Sweet and Sour Meatball Skewers recipe

Before we knew it, summer has nearly reached its end. I swear, as the kids get older, the summers go faster each year. With Billings recently topping 101 degrees for the first time since 2012, I found a recipe that keeps the heat outside where it belongs. Ready in 30 minutes, this recipe is perfect for a week night once school starts back up.

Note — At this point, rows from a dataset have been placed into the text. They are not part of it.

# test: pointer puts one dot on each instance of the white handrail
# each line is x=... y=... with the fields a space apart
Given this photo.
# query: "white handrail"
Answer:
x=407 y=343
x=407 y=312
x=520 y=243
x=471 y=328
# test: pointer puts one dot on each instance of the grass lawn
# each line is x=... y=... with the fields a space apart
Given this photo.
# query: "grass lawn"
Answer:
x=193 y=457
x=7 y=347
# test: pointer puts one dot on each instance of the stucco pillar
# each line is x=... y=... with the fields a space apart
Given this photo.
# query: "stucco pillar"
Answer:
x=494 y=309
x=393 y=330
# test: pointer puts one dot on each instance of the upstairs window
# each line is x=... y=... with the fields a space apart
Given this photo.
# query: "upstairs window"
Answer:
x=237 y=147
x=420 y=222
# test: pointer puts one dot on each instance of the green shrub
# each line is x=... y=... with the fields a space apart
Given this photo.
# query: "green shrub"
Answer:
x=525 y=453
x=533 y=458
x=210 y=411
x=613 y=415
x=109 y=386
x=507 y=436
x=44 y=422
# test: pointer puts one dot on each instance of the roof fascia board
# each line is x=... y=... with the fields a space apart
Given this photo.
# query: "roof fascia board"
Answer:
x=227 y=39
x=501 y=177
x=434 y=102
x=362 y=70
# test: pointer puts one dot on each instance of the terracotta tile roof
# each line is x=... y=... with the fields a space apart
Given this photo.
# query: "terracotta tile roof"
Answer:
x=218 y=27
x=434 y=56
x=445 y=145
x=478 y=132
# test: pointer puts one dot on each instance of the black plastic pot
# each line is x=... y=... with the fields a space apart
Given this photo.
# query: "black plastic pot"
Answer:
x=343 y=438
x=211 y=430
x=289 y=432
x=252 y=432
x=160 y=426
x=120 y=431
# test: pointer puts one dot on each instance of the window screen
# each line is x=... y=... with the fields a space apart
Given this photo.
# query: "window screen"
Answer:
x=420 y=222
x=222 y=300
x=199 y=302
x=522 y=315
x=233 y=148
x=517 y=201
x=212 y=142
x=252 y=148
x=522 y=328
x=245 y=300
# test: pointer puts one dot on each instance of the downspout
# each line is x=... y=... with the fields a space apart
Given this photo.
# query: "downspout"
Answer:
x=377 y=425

Sweet and Sour Meatball Skewers


  • 36 Frozen Fully Cooked Meatballs – Thawed
  • 1 Red Pepper – Cut into 1 inch squares
  • 1 Yellow Pepper – Cut into 1 inch squares
  • ¼ Cup Apricot Jam
  • ¼ Cup BBQ Sauce


  1. Heat grill to medium high. Thread the peppers and meatballs alternatively onto 6 skewers.
  2. In a small bowl, microwave the jam for 15 seconds at a time, until the jam can mix in easily with the BBQ sauce. Add BBQ sauce and stir to combine.
  3. Place the meatball skewers on the grill and brush with the sauce. Grill for 8-10 minutes, turning and basting with the sauce occasionally.
  4. Serve warm.


  • I left the meatballs out to thaw for an hour and they were perfect to thread onto the skewer.
  • Any color pepper will work with this recipe. I used red and yellow.
  • If you prefer a lot of sauce, double the amount of apricot jam and BBQ sauce.

There you have it, another recipe that won’t warm the house and can be made on a school night. My kids loved it, and loved to help make the skewers. I hope you have a great rest of summer! Enjoy!